CASIA-PGDP5K: Plane Geometry Diagram Parsing Dataset

1. Introduction

The Plane Geometry Diagram Parsing Dataset (PGDP5K) was constructed by the National Laboratory of Pattern Recognition (NLPR), Institute of Automation of Chinese Academy of Sciences (CASIA). Our dataset consists of 5000 diagram samples composed of 16 shapes, covering 5 positional relations, 22 symbol types and 6 text types, labeled with more fine-grained annotations at primitive level, including primitive classes, locations and relationships, where 1,813 non-duplicated images are selected from the Geometry3K dataset and other 3,187 images are collected from three popular textbooks across grades 6-12 on mathematics curriculum websites by taking screenshots from PDF books. Combined with above annotations and geometric prior knowledge, it can generate intelligible geometric propositions automatically and uniquely.

Download: CASIA-PGDP5K.zip (80.7 MB)


2. Annotations

2.1. Geometric Primitives

We divided geometric primitives into 3 classes: point, line and circle, and we annotated their parsing positions and uniform pixel widths.

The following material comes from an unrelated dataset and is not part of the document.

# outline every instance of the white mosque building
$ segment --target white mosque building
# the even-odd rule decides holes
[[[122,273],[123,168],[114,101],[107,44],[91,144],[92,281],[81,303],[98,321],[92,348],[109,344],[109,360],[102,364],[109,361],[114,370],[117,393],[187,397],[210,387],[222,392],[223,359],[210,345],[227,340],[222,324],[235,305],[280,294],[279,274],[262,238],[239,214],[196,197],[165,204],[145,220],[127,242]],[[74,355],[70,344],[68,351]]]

  • Point: The point covers inter-section point, tangent point, endpoint and independent point.
  • Line: The line consists of solid line, dash line and mixture of solid and dash. It is worth noting that we only label the longest line segment of all collinear lines.
  • Circle: The circle includes complete circle and arc.
  • Fig. 1 Examples of geometric primitive.

    2.2. Non-geometric Primitives

    For non-geometric primitives, we annotated the bounding box, symbol class and text class, and recorded corresponding text contents.

  • Text: We divided texts into 6 classes. We divided the texts into line, point, angle, length, degree and area, making fine-grained text classification as a new sub-task of diagram parsing.
  • Fig. 2 Examples of text.

  • Symbol: We divided symbols into 6 super-classes and 16 sub-classes: perpendicular, angle, bar, parallel, arrow and head, where classes of angle, bar and parallel have multiple forms. We subdivided the heads into 2 classes to distinguish different indication relations of different arrows.
  • Fig. 3 Examples of symbol.

    2.3. Relationships

    As to primitive relations, we constructed a relation graph of elementary relations among primitives in Fig. 4. We divided primitive relations into 4 classes: geo2geo, text2geo, sym2geo and sym2text. For relations of geometric primitives, we only construct relations between point and line, point and circle, because other high-level relations among geometric primitives could be derived from these two basic relations. We defined a two-tuple with multiple entities to represent the relation between primitives. We take points, symbols and texts as subjects, and set other primitives related as objects. Some relation tuples are shown in Fig. 5.

    Fig. 4 Primitive relationship graph of plane geometry diagram.

    Fig. 5 Relation tuples of PGDP5K dataset. 'P#', 'L#', 'C#', 'T#'' and 'S#'' denote instances of point, line, circle, text and symbol, respectively.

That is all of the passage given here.